Heating fuel hits the market tomorrow at elevated prices

Following the recent ratification of a new round of fuel tax hikes in Greece, heating fuel will hit the market tomorrow at elevated prices, roughly ten percent higher than last October. Natural gas, priced at five cents per KWh for October, is currently the far cheaper option, costing 43 percent less.

Certain consumer categories will be eligible for heating fuel subsidies. However, a new subsidy model’s details will not be known until around the end of the month, when a ministerial decision is expected.

Heating fuel prices, as of tomorrow, are expected to reach levels of 93 to 94 cents per liter in the wider Athens area and even higher in provincial Greece.

This represents an increase of approximately ten percent from a year earlier, when heating fuel was priced at 85 cents per liter in Athens. Last winter, heating fuel prices fell as the season progressed, reaching levels of 70 to 75 cents per liter in April.

Higher special consumption tax (EFK) and VAT rates will come into effect for heating fuel tomorrow. Based on the new rates, taxes will now constitute 54 percent of retail fuel prices in Greece, well above the EU average of 32.1 percent. Making matters worse for local consumers, international crude prices are on the way up following a recent decision by OPEC members to contain the cartel’s daily oil production level as of November.

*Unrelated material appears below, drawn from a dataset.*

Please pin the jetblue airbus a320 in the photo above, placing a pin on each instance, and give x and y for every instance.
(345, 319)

Most critics believe that a tax revenue increase will not be achieved, despite the heating fuel tax hikes, as a result of the anticipated drop in fuel demand and increase of illicit trade, presumptions based on past experience.

Also, officials have pointed out that demand for heating fuel will remain subdued in the lead-up to this winter period as a result of the current mild weather conditions being experienced in most parts of Greece.  Leftover fuel stocks from last winter at many households will also initially limit demand, officials have noted.

As for the revised heating fuel subsidy plan, details of which are expected at the end of this month, finance ministry officials have said new subsidies will be better targeted. Income and property-related criteria for heating fuel subsidy applicants will not be changed. But a new criterion taking regional weather conditions into account, for greater support to underprivileged groups based in colder parts of Greece, will be introduced. The total subsidy amount to be offered, at 105 million euros for this winter, remains unchanged.